Is Paper A More Sustainable Flexible Packaging Material Than Plastic? (

Like many other major plastics applications, plastics use in flexible packaging has come under deep scrutiny in recent years as sustainability concerns rise and spread globally.

Paper is often lauded as a far more environmentally friendly alternative but how do the two materials really compare? And what is the most sustainable solution?

Historically, papers have been used in flexible packaging for many applications, including confectionery, pet food and dried food. By the early-2000s, however, paper demand as a flexible packaging substrate began to decline due to competition from down-gauging and the rise of plastic alternatives.

Consumers today widely view paper as a more environmentally friendly alternative to plastic. A European consumer preferences survey, commissioned by Two Sides in 2020, concluded that 62% of consumers see paper and cardboard packaging as better for the environment. Additionally, 70% of consumers surveyed said they were actively taking steps to reduce their use of plastic packaging.

Comparing green credentials isn’t as straightforward as some would think, however.

Paper is far more biodegradable than plastic and very easily recycled. But it often ends up in landfill, where its degradation rate slows – while it takes up more space than the same weight of plastic. Additionally, paper-based flexible packaging is often laminated with plastic/aluminium or coated with resin, therefore becoming non-recyclable.

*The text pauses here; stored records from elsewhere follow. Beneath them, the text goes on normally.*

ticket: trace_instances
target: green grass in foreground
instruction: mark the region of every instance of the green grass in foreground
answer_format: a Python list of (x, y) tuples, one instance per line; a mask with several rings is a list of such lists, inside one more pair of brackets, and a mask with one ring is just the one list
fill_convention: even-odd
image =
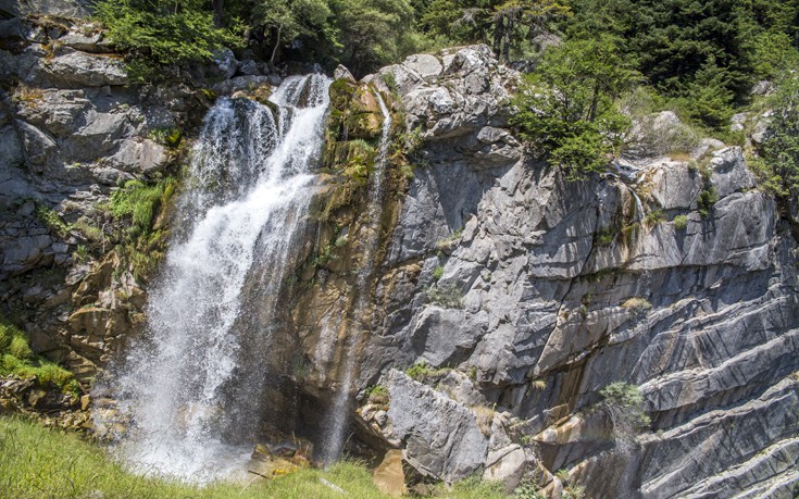
[[(346, 490), (332, 490), (324, 477)], [(383, 498), (370, 471), (353, 462), (328, 471), (302, 470), (251, 484), (214, 484), (198, 488), (126, 472), (99, 447), (75, 435), (37, 423), (0, 417), (0, 498)], [(496, 484), (466, 481), (442, 497), (500, 499)]]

Plastic’s properties make plastic packaging ideally suited for efficiently containing and protecting products during shipment and delivery to customers. However, despite its advantages, plastic is made of a non-renewable resource, whereas paper is made of trees. Furthermore, plastic can be recycled but it is currently difficult to achieve high levels of post-consumer recycled content in plastics due to post-consumer waste contamination.